Only be able to watch The Godfather pt. 1 or every Tyler Perry movie ever releasd?


too easy:

Posted by etm512
Mandeville, LA
Member since Aug 2005
20747 posts
Posted on 9/14/10 at 8:20 am to
HOLY shite I MISSED OUT ON THE FUN!!! I go to Nashville for the weekend and this happens. shite!!! Ok. Don't panic. Don't panic. Still time to catch up. Here goes:

quote:

Be a Pirate or a Samurai?


Pirate. Give me a boat in the Caribbean any day over a little shite-shack in the Japanese mountains. Also being a samurai puts you at risk of having to hang out with Tom Cruise and that's never cool.

quote:

Face-off a hungry alligator or panda?


While facing off with a gator didn't turn out too well for my brother of the sea, Captain Hook, I will have to choose to fight....the.....WAIT!!!

Let me re-read the question:

quote:

Face-off a hungry alligator or panda?


DOES THIS MEAN I GET TO TAKE HIS FACE-OFF LIKE IN FACE-OFF?!?!?! Holy hell. Then I will be a panda-faced pirate. BOOM!!!

quote:

Have a hot wife with extremely boring sex or an ugly wife with unbelievable sex?

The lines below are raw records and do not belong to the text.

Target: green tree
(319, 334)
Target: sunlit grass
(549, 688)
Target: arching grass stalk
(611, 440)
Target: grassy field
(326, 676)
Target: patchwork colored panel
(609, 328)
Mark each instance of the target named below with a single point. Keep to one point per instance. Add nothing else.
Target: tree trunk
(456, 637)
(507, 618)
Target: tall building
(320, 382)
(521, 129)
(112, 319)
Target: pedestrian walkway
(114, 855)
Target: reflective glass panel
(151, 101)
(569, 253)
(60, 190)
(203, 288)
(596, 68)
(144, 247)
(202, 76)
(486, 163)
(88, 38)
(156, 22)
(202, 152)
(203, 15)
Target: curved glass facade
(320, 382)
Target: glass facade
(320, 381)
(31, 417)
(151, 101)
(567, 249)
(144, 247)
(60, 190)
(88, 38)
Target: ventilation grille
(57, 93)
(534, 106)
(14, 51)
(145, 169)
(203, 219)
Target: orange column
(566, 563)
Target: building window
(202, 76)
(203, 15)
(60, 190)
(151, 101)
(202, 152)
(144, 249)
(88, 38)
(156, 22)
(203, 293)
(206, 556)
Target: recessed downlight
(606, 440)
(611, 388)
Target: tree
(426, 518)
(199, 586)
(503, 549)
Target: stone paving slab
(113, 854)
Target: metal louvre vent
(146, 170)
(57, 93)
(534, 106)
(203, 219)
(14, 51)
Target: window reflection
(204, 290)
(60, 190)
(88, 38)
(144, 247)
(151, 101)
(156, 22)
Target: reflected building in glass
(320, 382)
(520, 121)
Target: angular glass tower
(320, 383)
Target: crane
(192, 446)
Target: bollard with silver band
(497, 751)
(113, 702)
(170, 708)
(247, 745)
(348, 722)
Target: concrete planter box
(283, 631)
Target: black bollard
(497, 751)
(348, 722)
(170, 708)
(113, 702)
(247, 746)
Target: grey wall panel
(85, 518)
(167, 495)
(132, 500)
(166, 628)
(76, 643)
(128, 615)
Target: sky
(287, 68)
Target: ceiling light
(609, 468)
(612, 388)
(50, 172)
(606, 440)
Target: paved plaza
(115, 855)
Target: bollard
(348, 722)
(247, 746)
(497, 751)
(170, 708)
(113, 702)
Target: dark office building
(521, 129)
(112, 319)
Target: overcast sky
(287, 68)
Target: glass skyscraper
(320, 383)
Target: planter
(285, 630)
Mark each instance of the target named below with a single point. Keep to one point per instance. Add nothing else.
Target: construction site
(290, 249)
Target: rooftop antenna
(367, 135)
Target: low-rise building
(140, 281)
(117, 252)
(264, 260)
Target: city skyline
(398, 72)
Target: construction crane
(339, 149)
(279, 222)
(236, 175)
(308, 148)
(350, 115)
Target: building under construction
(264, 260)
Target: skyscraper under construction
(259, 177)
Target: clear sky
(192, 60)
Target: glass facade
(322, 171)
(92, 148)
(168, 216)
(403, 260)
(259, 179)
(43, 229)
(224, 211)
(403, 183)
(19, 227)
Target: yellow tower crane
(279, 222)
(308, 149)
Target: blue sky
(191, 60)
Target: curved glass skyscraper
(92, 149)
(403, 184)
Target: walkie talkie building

Ugly wife, awesome sex. Now that I am an adorable panda-faced pirate I will have no trouble scoring supermodel poon as I sail from port to port and spread my seed. I will bank on having a woman with a mouth like a Hoover at home as good backup. Nothing like getting the skin sucked off your dick after parading around the Carribean, pillaging cities and ports and getting into general hijinks all the while my fluffy panda fur is blowing in the cool ocean breeze.

quote:

Only be able to watch The Godfather pt. 1 or every Tyler Perry movie ever releasd?


My first order of business as a panda faced pirate would be to kill Tyler Perry.
Posted by iwyLSUiwy
I'm your huckleberry
Member since Apr 2008
34293 posts
Posted on 9/14/10 at 11:50 am to
quote:

People are focused on the good aspects of being a pirate, yet you have to fricking slave on a boat all day for the peg leg bitch, whos sitting in his damn office and making it rain on skanks with gold coins.


If i'm a pirate. I'm defnitely the one making it rain in my office. And sea whores can definitely make dat azz clap.
Posted by iwyLSUiwy
I'm your huckleberry
Member since Apr 2008
34293 posts
Posted on 9/14/10 at 11:54 am to
quote:

You sonofabitch! I turn my back for a few days and I come back to find that you've gone there!? (NTTAWWT) That's not fair! You can't pose a samurai/pirate question and then go to the gayness well when you know you can no longer resist the temptation of awesome wooden sandals! I call shenanigans! SHENANIGANS!!!!!

Expect to wake up w/ a panda head in your bed within the week, sir. And inside that panda head will be a fortune cookie telling you that Pirate Neptune, god of the pirate sea, is displeased with your actions in this thread and will have your ship wrecked and you washed ashore to Samurai Fire Island, where you will be raped by homo-samurais for the remainder of your natural life. They will take your "Pirate Booty."